Submitted by Rajan Dhall of FX Daily
Going into the MPC announcement later on the this morning, no one is expecting any change in policy, nor should they - now or indeed any time soon. We would expect this view to be shared by the broader spectrum of investors, but as we know, the reaction today hinges on whether we get any additions to the hawks that are Messrs McCafferty and Saunders, and this would be enough to send Cable on another rally higher, where would likely see the upper end of what we believe is the current range of 1.2500 to 1.3500.
For the economy, there really is no basis or just cause to hike rates in response to the higher inflation reading this week, driven by higher Oil prices and clothing. Clearly this would heap more discomfort on UK households, who are seeing real earnings diminishing as the latest jobs report highlighted yesterday. As such, we believe the MPC should grin and bear it and governor Carney will have to write his due letter to the Chancellor should the headline rate tip 3.0% in the months ahead.

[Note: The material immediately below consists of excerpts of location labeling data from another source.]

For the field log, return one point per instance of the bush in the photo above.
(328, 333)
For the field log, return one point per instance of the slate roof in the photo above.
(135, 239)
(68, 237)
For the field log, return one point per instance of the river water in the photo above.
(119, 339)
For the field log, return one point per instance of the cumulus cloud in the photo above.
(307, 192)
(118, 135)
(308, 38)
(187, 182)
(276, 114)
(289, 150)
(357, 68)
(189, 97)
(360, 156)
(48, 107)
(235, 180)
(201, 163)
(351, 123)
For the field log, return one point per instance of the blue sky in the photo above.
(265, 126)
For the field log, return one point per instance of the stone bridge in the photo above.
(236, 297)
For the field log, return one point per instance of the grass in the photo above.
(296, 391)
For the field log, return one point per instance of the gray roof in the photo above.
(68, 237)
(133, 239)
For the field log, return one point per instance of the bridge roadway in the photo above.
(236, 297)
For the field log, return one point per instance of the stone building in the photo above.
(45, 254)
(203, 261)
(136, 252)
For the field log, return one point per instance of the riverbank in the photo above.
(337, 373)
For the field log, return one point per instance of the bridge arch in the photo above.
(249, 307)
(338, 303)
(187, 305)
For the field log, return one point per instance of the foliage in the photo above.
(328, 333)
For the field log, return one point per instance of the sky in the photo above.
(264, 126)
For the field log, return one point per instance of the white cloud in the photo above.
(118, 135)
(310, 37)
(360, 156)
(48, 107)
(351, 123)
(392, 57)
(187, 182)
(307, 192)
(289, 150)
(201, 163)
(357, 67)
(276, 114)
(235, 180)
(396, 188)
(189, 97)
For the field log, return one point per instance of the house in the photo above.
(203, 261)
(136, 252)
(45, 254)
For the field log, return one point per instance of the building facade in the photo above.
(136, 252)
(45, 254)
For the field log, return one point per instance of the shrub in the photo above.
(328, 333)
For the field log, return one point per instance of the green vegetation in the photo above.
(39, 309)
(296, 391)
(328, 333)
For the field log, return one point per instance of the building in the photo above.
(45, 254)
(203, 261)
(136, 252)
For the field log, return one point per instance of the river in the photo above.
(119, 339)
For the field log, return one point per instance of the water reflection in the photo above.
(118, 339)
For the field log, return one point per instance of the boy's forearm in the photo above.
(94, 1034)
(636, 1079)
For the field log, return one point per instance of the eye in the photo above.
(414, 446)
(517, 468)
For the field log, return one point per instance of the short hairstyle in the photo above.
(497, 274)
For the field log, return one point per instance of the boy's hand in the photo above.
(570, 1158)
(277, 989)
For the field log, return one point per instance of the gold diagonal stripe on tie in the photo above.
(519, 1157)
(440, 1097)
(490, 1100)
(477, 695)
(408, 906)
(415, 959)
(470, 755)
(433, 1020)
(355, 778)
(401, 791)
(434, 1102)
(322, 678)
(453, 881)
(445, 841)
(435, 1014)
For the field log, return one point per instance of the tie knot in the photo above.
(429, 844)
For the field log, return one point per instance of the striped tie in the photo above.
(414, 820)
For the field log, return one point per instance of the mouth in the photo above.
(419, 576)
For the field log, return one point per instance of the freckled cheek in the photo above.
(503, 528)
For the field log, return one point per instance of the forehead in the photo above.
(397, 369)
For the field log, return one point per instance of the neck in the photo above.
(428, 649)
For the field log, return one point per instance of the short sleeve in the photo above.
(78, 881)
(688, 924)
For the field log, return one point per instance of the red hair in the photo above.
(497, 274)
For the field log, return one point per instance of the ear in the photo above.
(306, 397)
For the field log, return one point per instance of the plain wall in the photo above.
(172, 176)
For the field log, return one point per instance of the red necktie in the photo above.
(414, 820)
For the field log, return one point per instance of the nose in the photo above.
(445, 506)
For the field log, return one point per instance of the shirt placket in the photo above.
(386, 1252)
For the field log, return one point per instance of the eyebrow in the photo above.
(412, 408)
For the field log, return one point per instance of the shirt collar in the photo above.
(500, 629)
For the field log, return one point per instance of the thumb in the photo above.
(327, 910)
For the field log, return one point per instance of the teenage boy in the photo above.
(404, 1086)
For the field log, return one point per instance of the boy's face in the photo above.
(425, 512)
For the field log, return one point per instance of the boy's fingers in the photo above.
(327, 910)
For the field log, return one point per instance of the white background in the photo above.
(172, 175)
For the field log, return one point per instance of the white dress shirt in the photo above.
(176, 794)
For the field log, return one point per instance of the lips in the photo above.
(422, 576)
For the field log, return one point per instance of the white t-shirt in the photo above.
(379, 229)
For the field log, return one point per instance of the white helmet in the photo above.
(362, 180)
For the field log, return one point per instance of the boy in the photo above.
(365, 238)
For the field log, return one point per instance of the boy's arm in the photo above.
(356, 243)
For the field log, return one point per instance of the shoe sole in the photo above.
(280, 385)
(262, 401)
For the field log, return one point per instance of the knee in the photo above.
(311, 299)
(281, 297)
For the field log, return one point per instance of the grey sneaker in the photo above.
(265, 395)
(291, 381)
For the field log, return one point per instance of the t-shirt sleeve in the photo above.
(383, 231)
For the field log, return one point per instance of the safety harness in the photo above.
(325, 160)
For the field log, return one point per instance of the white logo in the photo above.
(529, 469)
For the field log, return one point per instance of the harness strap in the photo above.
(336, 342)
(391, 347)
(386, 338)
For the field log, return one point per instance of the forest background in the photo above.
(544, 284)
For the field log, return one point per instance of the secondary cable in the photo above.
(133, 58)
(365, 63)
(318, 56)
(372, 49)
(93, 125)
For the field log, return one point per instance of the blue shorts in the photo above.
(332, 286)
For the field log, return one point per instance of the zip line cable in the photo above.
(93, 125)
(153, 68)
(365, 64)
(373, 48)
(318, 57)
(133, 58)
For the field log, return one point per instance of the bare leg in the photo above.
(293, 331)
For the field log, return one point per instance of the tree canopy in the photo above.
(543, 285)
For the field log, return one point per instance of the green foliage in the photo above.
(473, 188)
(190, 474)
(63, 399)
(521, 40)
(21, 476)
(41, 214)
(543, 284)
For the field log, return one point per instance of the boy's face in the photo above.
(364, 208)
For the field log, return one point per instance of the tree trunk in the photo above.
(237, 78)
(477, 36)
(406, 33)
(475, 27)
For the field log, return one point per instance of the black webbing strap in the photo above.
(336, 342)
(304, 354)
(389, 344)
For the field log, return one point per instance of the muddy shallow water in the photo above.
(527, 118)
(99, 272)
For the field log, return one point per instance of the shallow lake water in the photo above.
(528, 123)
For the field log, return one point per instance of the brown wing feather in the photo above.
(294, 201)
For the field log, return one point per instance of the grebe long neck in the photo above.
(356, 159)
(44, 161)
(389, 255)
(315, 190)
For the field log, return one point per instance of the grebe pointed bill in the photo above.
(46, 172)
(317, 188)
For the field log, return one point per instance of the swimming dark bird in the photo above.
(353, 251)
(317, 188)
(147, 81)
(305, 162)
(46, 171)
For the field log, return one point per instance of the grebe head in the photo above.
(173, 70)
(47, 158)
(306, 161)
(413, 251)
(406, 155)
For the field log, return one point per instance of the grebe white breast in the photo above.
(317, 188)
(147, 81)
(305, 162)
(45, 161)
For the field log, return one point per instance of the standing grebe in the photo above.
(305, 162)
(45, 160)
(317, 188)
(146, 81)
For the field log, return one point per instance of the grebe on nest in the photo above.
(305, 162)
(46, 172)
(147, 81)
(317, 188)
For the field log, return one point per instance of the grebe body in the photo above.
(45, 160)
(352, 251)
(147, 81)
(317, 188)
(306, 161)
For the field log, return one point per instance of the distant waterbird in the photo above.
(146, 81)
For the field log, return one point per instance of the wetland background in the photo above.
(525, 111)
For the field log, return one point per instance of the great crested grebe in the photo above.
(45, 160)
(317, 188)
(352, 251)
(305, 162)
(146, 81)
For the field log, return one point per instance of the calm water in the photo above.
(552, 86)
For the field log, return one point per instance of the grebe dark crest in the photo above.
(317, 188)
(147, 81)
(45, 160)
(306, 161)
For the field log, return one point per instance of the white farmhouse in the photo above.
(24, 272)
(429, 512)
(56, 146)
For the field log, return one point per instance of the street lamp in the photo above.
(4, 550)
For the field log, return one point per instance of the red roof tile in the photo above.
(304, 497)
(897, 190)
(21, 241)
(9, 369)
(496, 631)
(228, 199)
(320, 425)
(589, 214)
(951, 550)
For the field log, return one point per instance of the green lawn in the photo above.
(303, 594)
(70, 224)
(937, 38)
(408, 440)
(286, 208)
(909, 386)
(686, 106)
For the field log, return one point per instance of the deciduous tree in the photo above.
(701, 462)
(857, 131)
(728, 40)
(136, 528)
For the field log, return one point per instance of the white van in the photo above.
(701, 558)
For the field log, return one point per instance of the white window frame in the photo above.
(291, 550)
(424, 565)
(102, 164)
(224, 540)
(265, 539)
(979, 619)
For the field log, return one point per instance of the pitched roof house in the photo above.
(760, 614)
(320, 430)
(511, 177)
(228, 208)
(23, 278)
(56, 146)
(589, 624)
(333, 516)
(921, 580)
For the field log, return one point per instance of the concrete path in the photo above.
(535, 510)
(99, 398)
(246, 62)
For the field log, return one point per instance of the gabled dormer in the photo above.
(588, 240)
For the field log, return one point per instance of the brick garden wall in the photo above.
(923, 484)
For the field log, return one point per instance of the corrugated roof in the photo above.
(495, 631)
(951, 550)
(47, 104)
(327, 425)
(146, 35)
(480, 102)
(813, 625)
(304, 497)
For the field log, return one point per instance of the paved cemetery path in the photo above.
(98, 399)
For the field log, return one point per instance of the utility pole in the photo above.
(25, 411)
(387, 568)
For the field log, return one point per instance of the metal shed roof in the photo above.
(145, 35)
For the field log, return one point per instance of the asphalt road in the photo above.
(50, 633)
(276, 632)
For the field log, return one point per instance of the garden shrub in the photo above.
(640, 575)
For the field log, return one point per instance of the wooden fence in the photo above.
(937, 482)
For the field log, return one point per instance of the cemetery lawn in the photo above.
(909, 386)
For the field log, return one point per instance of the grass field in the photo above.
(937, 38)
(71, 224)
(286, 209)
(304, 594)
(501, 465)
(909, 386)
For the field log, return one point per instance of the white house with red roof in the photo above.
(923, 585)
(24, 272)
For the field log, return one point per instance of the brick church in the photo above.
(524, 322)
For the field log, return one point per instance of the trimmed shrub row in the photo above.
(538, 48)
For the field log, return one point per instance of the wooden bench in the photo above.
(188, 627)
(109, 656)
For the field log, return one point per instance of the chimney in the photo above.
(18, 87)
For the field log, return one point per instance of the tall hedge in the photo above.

As most of us know, exchange rate factors are largely why we are seeing CPI at current rates, and this is reflected in the damp readings in the other major economies - not least of all Europe and Canada, where their respective economies are enjoying strong growth. In the UK we are not, the prospects of which are not exactly being helped by the decision to leave the EU! Carney should reiterate this later today.
We sense their is an air of regret in having pre-emptively cut rates last Aug in the immediate response to the Brexit vote. At the time the data was holding up and continued to do so in the months leading up to year end, but combined with this move was the needless hard line taken by Theresa May in her approach to the negotiations, which she has since had to temper, but which conspired to send the Pound sharply lower, and eventually through 1.2000 - albeit briefly. The currency move has been just as much instrumental in causing havoc on the economy - perhaps more so than the uncertainty that lies ahead. On this basis, we expect the BoE to limit any further damage to the economy and stick to the similar lines communicated at the last meeting.